Reputation: 6055
I was reading the glmnet documentation and I found this:
Note also that the results of cv.glmnet are random, since the folds are selected at random. Users can reduce this randomness by running cv.glmnet many times, and averaging the error curves.
The following code uses caret with a repeated cv.
library(caret)
ctrl <- trainControl(verboseIter = TRUE, classProbs = TRUE,
summaryFunction = twoClassSummary, method = "repeatedcv",
repeats = 10)
fit <- train(x, y, method = "glmnet", metric = "ROC", trControl = ctrl)
Is that the best way to run glmnet with cross validation through caret?, or is it better to run glmnet directly?
Upvotes: 4
Views: 2813
Reputation: 11
You need to define best way. Do you want to use
A regularized regression alone on a dataset for feature selection? (in which case, use glmnet--Max Kuhn has implied that you may be better off using models with in-built CV features as they would have been optimized for both predictor selection and minimizing error). See below.

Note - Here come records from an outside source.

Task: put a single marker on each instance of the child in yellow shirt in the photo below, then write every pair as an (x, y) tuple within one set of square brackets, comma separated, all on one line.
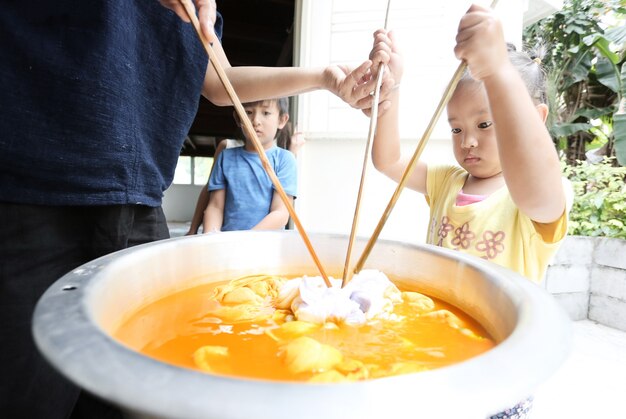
[(506, 202)]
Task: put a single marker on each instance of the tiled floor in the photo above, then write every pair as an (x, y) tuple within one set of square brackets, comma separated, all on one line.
[(592, 382)]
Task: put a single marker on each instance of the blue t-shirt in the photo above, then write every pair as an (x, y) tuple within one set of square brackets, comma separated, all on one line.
[(249, 190), (97, 98)]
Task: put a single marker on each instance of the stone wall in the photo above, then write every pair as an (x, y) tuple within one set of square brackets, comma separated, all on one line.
[(588, 278)]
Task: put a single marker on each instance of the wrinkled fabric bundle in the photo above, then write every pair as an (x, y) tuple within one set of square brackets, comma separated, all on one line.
[(368, 295)]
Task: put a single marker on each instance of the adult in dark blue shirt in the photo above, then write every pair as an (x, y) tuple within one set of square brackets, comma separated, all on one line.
[(97, 97)]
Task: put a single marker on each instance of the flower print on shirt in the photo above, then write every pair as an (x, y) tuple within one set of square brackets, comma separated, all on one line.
[(492, 244), (463, 237), (444, 229)]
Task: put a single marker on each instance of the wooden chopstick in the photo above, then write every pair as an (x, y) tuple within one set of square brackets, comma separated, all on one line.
[(447, 94), (251, 134), (347, 273)]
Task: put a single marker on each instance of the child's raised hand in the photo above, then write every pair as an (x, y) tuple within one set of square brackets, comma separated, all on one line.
[(354, 86), (480, 42), (385, 51)]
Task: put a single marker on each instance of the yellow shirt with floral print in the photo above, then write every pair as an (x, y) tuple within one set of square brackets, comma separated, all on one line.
[(494, 228)]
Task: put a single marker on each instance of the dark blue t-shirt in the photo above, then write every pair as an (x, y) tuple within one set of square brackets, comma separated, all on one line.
[(96, 99)]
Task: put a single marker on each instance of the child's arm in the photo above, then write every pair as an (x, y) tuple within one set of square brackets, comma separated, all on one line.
[(386, 154), (530, 164), (258, 83), (278, 216), (214, 214)]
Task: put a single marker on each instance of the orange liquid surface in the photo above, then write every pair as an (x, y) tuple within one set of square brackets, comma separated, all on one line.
[(174, 327)]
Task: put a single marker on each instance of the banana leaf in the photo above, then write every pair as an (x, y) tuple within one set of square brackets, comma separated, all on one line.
[(566, 129)]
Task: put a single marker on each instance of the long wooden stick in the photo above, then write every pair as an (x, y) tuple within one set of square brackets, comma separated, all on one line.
[(251, 134), (447, 94), (347, 273)]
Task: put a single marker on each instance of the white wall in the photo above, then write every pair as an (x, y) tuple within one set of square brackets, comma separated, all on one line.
[(179, 202), (340, 31)]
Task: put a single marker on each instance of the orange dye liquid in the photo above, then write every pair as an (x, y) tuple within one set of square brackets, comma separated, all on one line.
[(174, 327)]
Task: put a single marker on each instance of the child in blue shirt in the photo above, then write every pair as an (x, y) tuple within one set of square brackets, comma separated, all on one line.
[(242, 196)]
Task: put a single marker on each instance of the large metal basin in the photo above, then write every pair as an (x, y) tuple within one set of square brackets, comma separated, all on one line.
[(75, 317)]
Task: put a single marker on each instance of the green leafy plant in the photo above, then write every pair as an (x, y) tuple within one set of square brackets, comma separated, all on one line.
[(599, 207), (586, 43)]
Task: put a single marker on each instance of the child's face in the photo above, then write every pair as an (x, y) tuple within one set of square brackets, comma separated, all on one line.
[(266, 120), (473, 133)]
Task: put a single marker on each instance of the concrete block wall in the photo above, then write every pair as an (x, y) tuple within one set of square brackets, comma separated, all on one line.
[(588, 278)]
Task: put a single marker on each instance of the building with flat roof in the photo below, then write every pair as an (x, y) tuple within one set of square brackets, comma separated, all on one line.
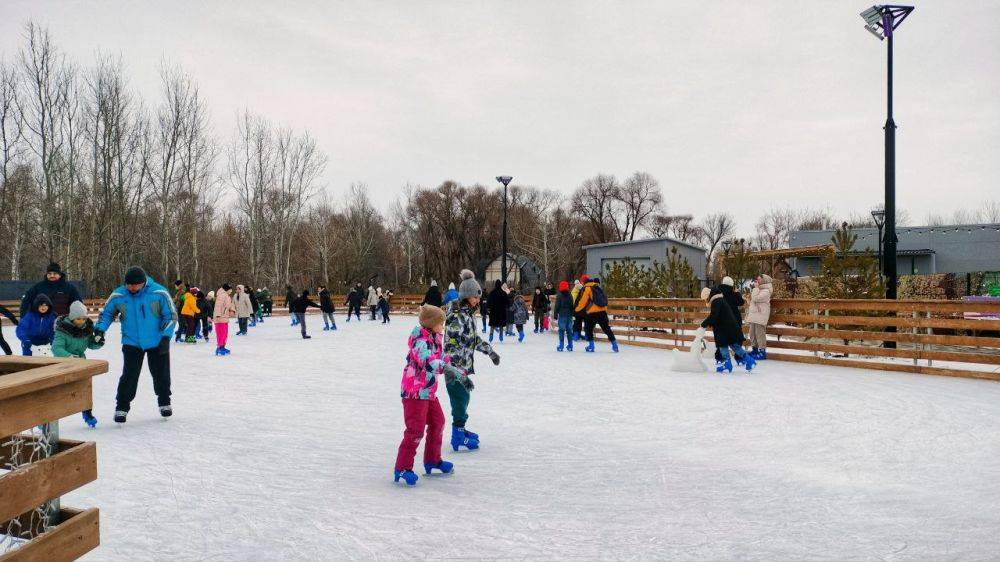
[(922, 250), (645, 253)]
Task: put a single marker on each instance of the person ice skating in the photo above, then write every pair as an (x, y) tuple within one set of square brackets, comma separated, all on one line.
[(353, 302), (180, 292), (189, 310), (55, 286), (520, 315), (148, 319), (383, 306), (450, 297), (37, 328), (564, 317), (593, 303), (327, 308), (725, 330), (299, 307), (222, 312), (758, 315), (254, 305), (74, 335), (13, 320), (578, 316), (372, 300), (484, 312), (539, 307), (461, 343), (206, 305), (433, 295), (497, 305), (243, 309), (422, 411)]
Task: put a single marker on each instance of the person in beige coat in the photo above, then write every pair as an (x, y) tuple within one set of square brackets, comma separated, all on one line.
[(223, 312), (244, 308), (758, 314)]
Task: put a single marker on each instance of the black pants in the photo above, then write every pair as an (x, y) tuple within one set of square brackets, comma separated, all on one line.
[(598, 319), (159, 367), (354, 309)]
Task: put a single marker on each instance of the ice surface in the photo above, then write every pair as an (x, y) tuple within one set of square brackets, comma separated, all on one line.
[(284, 451)]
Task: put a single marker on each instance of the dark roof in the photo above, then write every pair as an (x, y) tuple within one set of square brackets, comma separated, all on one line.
[(661, 239)]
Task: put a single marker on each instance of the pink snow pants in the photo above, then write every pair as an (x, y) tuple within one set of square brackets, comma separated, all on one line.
[(420, 414), (221, 333)]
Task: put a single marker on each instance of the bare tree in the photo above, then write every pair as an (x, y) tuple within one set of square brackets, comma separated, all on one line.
[(716, 228)]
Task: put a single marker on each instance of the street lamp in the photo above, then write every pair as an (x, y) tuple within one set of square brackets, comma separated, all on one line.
[(503, 259), (881, 21), (878, 215)]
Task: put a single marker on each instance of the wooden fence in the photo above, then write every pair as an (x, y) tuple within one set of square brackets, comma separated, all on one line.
[(37, 467), (949, 338)]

"In many cases, using these models with built-in feature selection will be more efficient than algorithms where the search routine for the right predictors is external to the model. Built-in feature selection typically couples the predictor search algorithm with the parameter estimation and are usually optimized with a single objective function (e.g. error rates or likelihood)." (Kuhn, caret package documentation: caret feature selection overview)
Or are you comparing different models, one of which is glmnet? In which case, caret may be a great choice.
Upvotes: 1